De rechtbank kan echter niet uitsluiten dat zij door middel van (nadere) bewijslevering toch tot een ander oordeel komt. Voor (nadere) bewijslevering is in de onderhavige procedure geen plaats, nu dit dermate veel tijd, geld en moeite gaat kosten, dat dit niet opweegt tegen het belang van de vordering en de bijdrage die de beslissing kan leveren aan de totstandkoming van een minnelijke regeling. Het verzoek zal daarom op grond van artikel 1019z Rv worden afgewezen.

De verzekeraar te veroordelen tot betaling aan [verzoekster] van een proceskostenvergoeding ter zake buitengerechtelijke kosten zoals bedoeld in artikel 1019aa Rv ten bedrage van € 4.771,27 en € 2.985,80, te vermeerderen met de wettelijke rente. De rechtbank overweegt dat de kosten op grond van artikel 1019aa Rv dienen te voldoen aan de dubbele redelijkheidstoets van artikel 6:96 lid 2 BW. De rechtbank acht het door mr. Quispel gehanteerde uurtarief (€ 240,00 per uur, 6% aan kantoorkosten en 21% aan BTW) in het licht van de eenvoud van de zaak te hoog en zal dit tarief matigen tot een redelijk tarief van € 220. Wat betreft de omvang van de gedeclareerde uren (25,2 uur) overweegt de rechtbank als volgt. Uit het verzoekschrift volgt dat mr. Quispel pas op 26 augustus 2015 is aangevangen met het opstellen van het verzoekschrift. De gedeclareerde werkzaamheden van voor die datum kwalificeren niet als kosten deelgeschil en dienen naar het oordeel van de rechtbank buiten beschouwing te worden gelaten bij de begroting in het kader van artikel 1019aa Rv. De rechtbank zal derhalve alleen werkzaamheden in aanmerking nemen die direct verband houden met de gevoerde procedure.

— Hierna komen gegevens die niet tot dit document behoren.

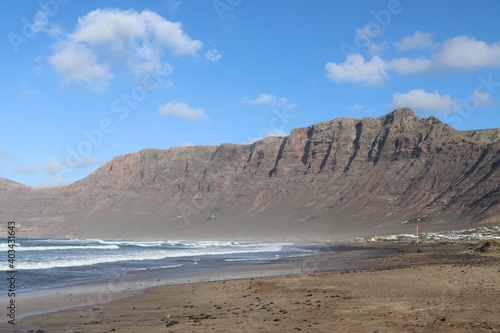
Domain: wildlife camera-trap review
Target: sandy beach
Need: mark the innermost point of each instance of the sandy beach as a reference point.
(444, 287)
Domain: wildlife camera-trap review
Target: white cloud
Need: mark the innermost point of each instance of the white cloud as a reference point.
(483, 99)
(356, 107)
(418, 40)
(420, 100)
(268, 99)
(173, 5)
(463, 52)
(105, 37)
(78, 64)
(409, 65)
(278, 133)
(176, 109)
(356, 69)
(213, 55)
(365, 33)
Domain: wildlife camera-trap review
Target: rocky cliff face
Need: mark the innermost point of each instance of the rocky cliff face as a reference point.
(339, 178)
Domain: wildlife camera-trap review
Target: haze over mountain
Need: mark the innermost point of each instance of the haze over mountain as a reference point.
(340, 178)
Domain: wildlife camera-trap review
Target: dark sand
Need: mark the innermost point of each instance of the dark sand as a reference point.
(445, 288)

De rechtbank is van oordeel dat de 8 uur die in rekening zijn gebracht in verband met het opstellen van het verzoekschrift, gezien de omvang en inhoud van het verzoekschrift en de mate van complexiteit van het deelgeschil, redelijk zijn. De rechtbank acht het redelijk om het aantal aan de zaak bestede uren te bepalen op 12 uur in totaal (8 uur opstellen verzoekschrift, 0,5 uur bespreking verzoekschrift met cliënt, 1,5 uur voorbereiden zitting, bijstand tijdens zitting (inclusief reistijd) 1,5 uur, overige werkzaamheden 0,5 uur).

Nu de rechtbank de aansprakelijkheid van [A] voor de gevolgen van het gestelde ongeval, en daarmee de uitkeringsverplichting van de verzekeraar, op basis van de beschikbare stukken niet heeft kunnen vaststellen, zal de verzochte veroordeling van de verzekeraar tot voldoening van de kosten van dit deelgeschil aan [verzoekster] worden afgewezen. Dit betekent dat het begrote bedrag uitsluitend verschuldigd is indien de aansprakelijkheid van [A] alsnog in rechte komt vast te staan.

Het blijft zaak dat eerst feiten worden vastgesteld. Met halve, niet volledige feiten geen deelgeschil beginnen, maar eerst gewoon de feiten vaststellen.